Tens of millions of dollars worth of Ethereum frozen in 2017 may finally be recovered, thanks to a new upgrade in the cryptocurrency technology.
Parity, a blockchain project building decentralized Internet tech, lost access to 500,000 Ethereum—now worth more than $62 million—when a hacker exploited a software bug that froze the funds.

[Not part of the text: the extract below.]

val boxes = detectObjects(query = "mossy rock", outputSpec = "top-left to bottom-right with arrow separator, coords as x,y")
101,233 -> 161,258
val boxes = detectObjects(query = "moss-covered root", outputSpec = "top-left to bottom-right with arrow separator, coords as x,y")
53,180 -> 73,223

But last week’s Ethereum hard fork, known as Constantinople (which includes the so-called CREATE2 upgrade), paves the way to getting those funds back, Parity CEO Jutta Steiner says on Fortune’slatest episode of “Balancing the Ledger.”
“If that functionality CREATE2 had existed at the time, there wouldn’t have been a vulnerability, basically,” Steiner says. “So if you think now, okay, we introduced and sort of fixed the tooling, then wouldn’t it be the right thing to do to also fix the issues that arose when we didn’t have the tooling?”

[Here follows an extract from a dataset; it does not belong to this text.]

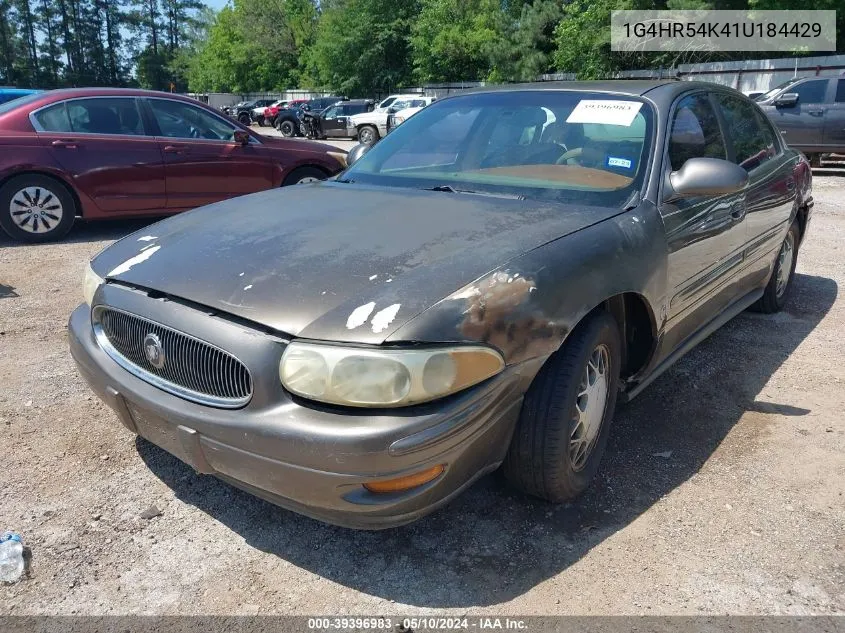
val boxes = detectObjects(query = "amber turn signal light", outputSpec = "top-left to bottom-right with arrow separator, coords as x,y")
364,464 -> 445,494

Parity developers had previously argued without success for a hard fork in the Ethereum blockchain in order to restore the frozen cryptocurrency. Now that the fork has been implemented, Steiner believes there is a stronger case for taking the necessary steps to remedy Parity’s problem.
“It doesn’t automatically mean that we, or all the teams that have stuck funds, get the funds back,” she explains. “It still requires another hard fork where that particular state change is made, but it gives a much more solid argument to why it’s the right thing to do and recover the funds.”
In the meantime, the Web3 Foundation, which conducts cryptocurrency fundraisers benefiting the development of Parity’s Polkadot project, is holding a second token sale that could value the initiative at $1 billion. Steiner, however, says that the potential recovery of the frozen funds would have no impact on the fundraiser. “That’s nothing that’s being done because of the frozen funds issue, really,” she adds.